Reactions

Poets & Writers Magazine welcomes feedback from its readers. Please post a comment on select articles at pw.org, e-mail editor@pw.org, or write to Editor, Poets & Writers Magazine, 90 Broad Street, Suite 2100, New York, NY 10004. Letters accepted for publication may be edited for clarity and length.

Letters
Feedback from readers

I really was drawn into the special section “The Alchemy of Inspiration” (January/February 2024). I was especially intrigued by Lidia Yuknavitch’s writing in “Fire: Be the Revolution.” My daughter died at age fifty. I could “see” Lidia’s reaction to her situation. When my daughter died, I just could not let go of holding her hand. Lidia writes about how we do not have to be perfect…just bear witness however we can. If you are a writer—write. I am a writer, and it’s true, the only way I can create change or share my thoughts with others is to write. Perhaps it will help someone heal, perhaps it will help someone smile, or maybe it will entice someone to start writing their story. Together this will all change our world for the better.
Karen Howick Nesvold
Omaha, Nebraska

Thanks to Eileen Pollack for her analysis in “The Antithesis of Inspiration: Why ChatGPT Will Never Write a Literary Masterpiece” (January/February 2024). Still, I worry that the larger issue may not be the ability of AI to create literature but the waning ability of humanity to read or even recognize it. AI and people are following inverse trajectories. The computer mind will, over time, consume more data, swallow more literature, and generate accordingly. ChatGPT’s public life is but one year old; imagine AI in twenty-five years.

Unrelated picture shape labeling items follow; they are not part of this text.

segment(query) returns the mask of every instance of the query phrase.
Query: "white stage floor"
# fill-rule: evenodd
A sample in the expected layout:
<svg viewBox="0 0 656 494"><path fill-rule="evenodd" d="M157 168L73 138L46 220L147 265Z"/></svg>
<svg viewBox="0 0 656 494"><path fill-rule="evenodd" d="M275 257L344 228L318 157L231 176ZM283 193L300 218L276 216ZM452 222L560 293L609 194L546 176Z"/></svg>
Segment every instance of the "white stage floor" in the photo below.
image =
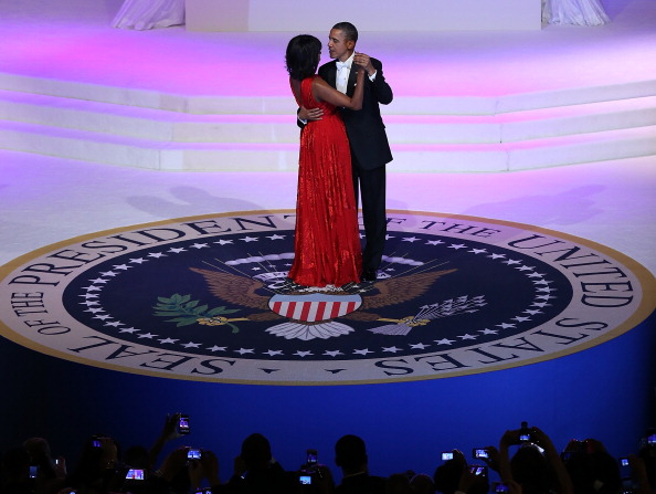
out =
<svg viewBox="0 0 656 494"><path fill-rule="evenodd" d="M600 28L362 33L359 49L384 61L396 97L656 81L656 2L620 3ZM0 0L0 72L188 95L288 95L283 54L294 33L121 31L108 27L119 4ZM0 151L0 263L109 228L295 203L290 172L158 172L12 151ZM390 209L563 231L656 272L656 156L483 175L396 174L392 162L389 176Z"/></svg>

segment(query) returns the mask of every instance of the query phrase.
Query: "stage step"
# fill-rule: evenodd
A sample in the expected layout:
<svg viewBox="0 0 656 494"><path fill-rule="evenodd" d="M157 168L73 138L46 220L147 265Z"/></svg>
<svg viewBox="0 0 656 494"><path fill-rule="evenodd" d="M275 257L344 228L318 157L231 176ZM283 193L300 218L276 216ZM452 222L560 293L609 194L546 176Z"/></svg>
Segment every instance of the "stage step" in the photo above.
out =
<svg viewBox="0 0 656 494"><path fill-rule="evenodd" d="M72 84L40 84L50 87L45 94L33 92L35 85L23 92L0 91L0 148L158 170L297 167L299 129L290 98L284 104L277 97L267 104L262 104L267 98L236 98L232 109L241 107L241 113L201 114L190 113L183 96L159 98L159 106L177 111L156 107L155 97L142 106L147 98L136 102L133 96L144 92L133 90L125 90L123 99L118 91L99 91L103 99L116 99L113 103L91 98L91 93L63 96ZM541 107L549 97L536 95L451 98L448 104L428 98L422 112L408 114L399 114L399 108L410 109L416 102L396 96L393 105L383 107L395 158L392 169L507 171L656 154L656 91L643 94L652 90L656 87L637 83L591 90L592 97L579 92L579 103L552 107ZM572 94L560 92L559 97L571 102ZM629 94L639 96L626 97ZM601 95L621 98L595 101ZM431 105L443 113L428 114ZM522 107L528 109L517 109ZM388 113L390 108L395 112Z"/></svg>
<svg viewBox="0 0 656 494"><path fill-rule="evenodd" d="M155 170L293 171L295 144L161 143L0 122L0 147ZM499 144L395 144L390 170L512 171L656 155L656 125Z"/></svg>

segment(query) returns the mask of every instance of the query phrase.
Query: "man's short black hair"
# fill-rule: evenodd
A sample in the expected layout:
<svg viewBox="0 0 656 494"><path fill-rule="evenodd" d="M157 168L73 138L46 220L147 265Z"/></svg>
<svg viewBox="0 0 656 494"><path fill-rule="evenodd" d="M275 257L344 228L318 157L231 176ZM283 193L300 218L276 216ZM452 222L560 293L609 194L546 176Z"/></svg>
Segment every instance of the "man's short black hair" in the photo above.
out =
<svg viewBox="0 0 656 494"><path fill-rule="evenodd" d="M343 32L346 41L352 41L353 43L358 42L358 30L350 22L338 22L332 27L332 29L338 29L339 31Z"/></svg>

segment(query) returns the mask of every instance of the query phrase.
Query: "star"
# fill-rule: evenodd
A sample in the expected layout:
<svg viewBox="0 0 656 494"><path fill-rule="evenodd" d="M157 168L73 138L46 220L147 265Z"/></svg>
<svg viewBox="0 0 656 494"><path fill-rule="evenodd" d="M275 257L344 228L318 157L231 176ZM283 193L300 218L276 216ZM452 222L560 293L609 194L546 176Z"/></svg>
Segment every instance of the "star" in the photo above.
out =
<svg viewBox="0 0 656 494"><path fill-rule="evenodd" d="M519 271L533 271L535 267L522 265L521 267L518 267L518 270Z"/></svg>
<svg viewBox="0 0 656 494"><path fill-rule="evenodd" d="M118 326L125 326L125 324L119 323L118 320L115 320L114 323L105 324L105 326L118 327Z"/></svg>
<svg viewBox="0 0 656 494"><path fill-rule="evenodd" d="M538 280L533 282L533 285L548 285L549 283L551 283L549 280Z"/></svg>
<svg viewBox="0 0 656 494"><path fill-rule="evenodd" d="M297 355L298 357L307 357L308 355L313 355L313 353L309 350L297 350L294 355Z"/></svg>
<svg viewBox="0 0 656 494"><path fill-rule="evenodd" d="M98 313L98 312L105 312L104 308L87 308L84 312L91 312L92 314Z"/></svg>
<svg viewBox="0 0 656 494"><path fill-rule="evenodd" d="M476 339L476 338L478 338L478 336L469 335L467 333L467 334L464 334L464 335L459 335L458 338L463 338L463 339Z"/></svg>
<svg viewBox="0 0 656 494"><path fill-rule="evenodd" d="M526 311L523 311L527 314L530 314L531 316L535 316L536 314L542 314L542 311L531 311L530 308L527 308Z"/></svg>
<svg viewBox="0 0 656 494"><path fill-rule="evenodd" d="M162 345L166 345L168 343L176 343L177 339L173 338L165 338L165 339L160 339L159 343L161 343Z"/></svg>
<svg viewBox="0 0 656 494"><path fill-rule="evenodd" d="M326 350L326 351L324 351L324 355L327 355L328 357L337 357L338 355L343 355L343 354L339 350Z"/></svg>
<svg viewBox="0 0 656 494"><path fill-rule="evenodd" d="M92 282L92 283L107 283L107 280L103 280L102 277L98 277L96 280L89 280L89 282Z"/></svg>
<svg viewBox="0 0 656 494"><path fill-rule="evenodd" d="M497 326L499 326L501 329L510 329L511 327L515 327L514 324L508 323L497 324Z"/></svg>
<svg viewBox="0 0 656 494"><path fill-rule="evenodd" d="M436 339L435 343L437 345L452 345L455 340L448 338Z"/></svg>
<svg viewBox="0 0 656 494"><path fill-rule="evenodd" d="M283 350L267 350L263 351L263 354L268 355L269 357L274 357L276 355L283 355Z"/></svg>

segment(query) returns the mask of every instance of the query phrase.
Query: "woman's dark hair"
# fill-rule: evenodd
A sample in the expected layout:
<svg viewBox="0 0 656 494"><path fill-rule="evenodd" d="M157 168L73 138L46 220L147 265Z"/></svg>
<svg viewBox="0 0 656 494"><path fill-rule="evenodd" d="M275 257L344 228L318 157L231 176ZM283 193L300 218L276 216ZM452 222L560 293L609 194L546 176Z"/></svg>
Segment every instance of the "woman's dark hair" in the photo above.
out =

Regarding the human trajectory, the rate of illiteracy in the United States was under 10 percent in 1950 but exceeds 20 percent today; in the decade from 2011 to 2021, college English majors dropped by a third; global book sales dropped 10 percent from 2021 to 2022; the number of books read in one year per person has dropped from 18.5 in 1999 to 15.6 in 2016 and 12.6 in 2021, and less than half of those books were actually finished; a third of America’s newspapers shuttered in the last twenty years, and two-thirds of the reporters are gone. In more than 3,300 cases of book-banning in the United States in 2023, more than 1,500 different book titles were removed from schools and libraries. Imagine education in twenty-five years. In the end, AI may or may not be able to produce a work of literary genius, but the real question is if we will be able to recognize genius if we see it.
Brooks Mencher
Ithaca, New York

I feel inspired by your magazine and read every issue. I am glad you showcased older writers in “5 Over 50” (November/December 2023). It’s important to let people know that age is no barrier. But I am surprised that it’s considered remarkable to publish a book when you’re over fifty. I thought it was just par for the course. In my fifties, my career as a freelance magazine writer was at its height. At age 73, I’m close to self-publishing my first book, “Heal Your Mental Illness: The Doctors Step-by-Step Program for Disorders From Depression to Schizophrenia.” I thought this was the trajectory of many writers because, as they say, “Writers never retire.”
Ambuja Rosen
Ashland, Oregon

[Corrections]
The title of Lillian-Yvonne Bertram’s poem “it took me all those years to remember who I was and why” was misprinted in “Poetry NFTs Are Having a Moment” (January/February 2024) by Alissa Greenberg. Additionally, the names of VERSEverse cofounders Ana María Caballero and Kalen Iwamoto were inadvertently omitted.